Another electronic means of personal invitation is through Facebook invites. If you have already created a Facebook event, then you can simply send invitations to friends by clicking the “Invite” button. Then they get a notification saying you invited them to the event. While this may still seem like an impersonal means, it is much better than simply posting on the church page that an event is happening. With that route, you also have to hope people even see it. Like I said, with the invite, they get a notification, and for some, that means a beep and light up on the cell phone. Plus, they are immediately sent to the page to see the information and submit their RSVP.

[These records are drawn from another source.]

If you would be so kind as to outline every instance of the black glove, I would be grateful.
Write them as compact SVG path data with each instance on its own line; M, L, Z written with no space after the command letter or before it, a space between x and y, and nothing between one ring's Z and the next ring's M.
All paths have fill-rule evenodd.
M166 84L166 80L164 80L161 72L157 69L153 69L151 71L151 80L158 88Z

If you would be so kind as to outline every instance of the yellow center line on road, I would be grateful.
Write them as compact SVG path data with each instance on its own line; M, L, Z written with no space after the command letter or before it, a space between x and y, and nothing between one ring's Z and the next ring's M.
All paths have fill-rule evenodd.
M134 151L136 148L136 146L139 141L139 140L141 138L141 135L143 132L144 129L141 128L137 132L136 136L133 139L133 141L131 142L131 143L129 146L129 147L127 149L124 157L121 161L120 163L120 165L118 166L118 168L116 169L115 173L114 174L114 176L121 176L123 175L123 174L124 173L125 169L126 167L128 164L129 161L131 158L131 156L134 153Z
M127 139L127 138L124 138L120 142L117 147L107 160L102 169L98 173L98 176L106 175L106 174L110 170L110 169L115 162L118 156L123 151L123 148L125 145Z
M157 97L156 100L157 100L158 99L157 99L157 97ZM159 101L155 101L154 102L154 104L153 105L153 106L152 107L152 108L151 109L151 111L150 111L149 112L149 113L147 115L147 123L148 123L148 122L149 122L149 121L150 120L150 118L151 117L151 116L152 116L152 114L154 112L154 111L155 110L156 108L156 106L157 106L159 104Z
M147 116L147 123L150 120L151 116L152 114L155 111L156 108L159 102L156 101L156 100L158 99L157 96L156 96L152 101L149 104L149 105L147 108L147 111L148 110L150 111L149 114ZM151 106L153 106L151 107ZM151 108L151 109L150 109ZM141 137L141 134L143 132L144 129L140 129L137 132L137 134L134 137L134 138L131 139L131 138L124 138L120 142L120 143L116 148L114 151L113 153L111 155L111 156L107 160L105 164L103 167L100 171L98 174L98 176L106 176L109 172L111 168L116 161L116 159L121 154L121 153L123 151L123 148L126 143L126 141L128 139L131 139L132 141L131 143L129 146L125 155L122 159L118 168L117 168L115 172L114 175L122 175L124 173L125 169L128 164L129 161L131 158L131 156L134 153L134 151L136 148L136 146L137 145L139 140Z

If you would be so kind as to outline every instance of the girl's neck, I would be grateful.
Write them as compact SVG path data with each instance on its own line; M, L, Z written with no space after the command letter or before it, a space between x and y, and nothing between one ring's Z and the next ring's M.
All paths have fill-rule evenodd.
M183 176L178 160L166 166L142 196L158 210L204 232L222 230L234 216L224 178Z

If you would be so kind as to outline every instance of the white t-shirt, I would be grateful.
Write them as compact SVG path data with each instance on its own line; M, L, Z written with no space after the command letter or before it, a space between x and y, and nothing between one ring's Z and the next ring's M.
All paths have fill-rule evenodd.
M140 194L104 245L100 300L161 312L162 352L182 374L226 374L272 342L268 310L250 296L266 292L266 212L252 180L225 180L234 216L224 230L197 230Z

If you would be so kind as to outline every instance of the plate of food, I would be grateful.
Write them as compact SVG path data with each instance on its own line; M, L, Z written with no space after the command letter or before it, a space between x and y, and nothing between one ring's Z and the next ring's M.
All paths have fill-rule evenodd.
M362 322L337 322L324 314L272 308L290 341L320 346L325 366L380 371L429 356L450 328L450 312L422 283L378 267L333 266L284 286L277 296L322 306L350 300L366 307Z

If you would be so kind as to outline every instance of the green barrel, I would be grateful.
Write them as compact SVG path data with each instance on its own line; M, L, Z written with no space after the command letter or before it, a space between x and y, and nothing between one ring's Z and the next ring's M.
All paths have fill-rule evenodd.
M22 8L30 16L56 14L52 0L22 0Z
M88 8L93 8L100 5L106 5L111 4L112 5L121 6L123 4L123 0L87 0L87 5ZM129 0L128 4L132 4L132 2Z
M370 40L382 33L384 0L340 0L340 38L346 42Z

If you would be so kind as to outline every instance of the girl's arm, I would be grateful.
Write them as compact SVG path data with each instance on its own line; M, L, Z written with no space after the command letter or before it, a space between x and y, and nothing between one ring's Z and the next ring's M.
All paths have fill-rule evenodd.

Make a video. A short, you’re-invited video can be a fun way to invite someone to your event. Make sure to use the word “you” a lot so that they know that you want them there. You can send it through Facebook messenger or post it as “unlisted” on YouTube and share the link to each individual. This is a fun and unique way to give it the personal face-to-face touch, without actually having to be there.
If you want to stick to the old-fashioned letter, there are also ways to help speed up the writing process. Similar to the merge tags in Mail Chimp, Microsoft Word allows you to use a mail merge to create individualized documents. Put your guest list into Excel and save it. Then in Word, under the Mailings tab, you can do a letter mail merge that allows you to insert your information from Excel into the letter. This is perfect for a letter about youth camp. List the parents’ names in one column and kids’ names in another. Then in your letter you say, “We would love to have KidsName1 and KidsName2 at youth camp this summer!”. Everyone may get the same letter, but the fact that it is personalized to them will give it that special something.
The key to these personalized pieces is making each person feel as though you are talking directly to them. Anywhere that you can insert their name or information is a big help. Likewise, if they have attended previously, make sure to send them something that thanks them for attending last time and invites them back.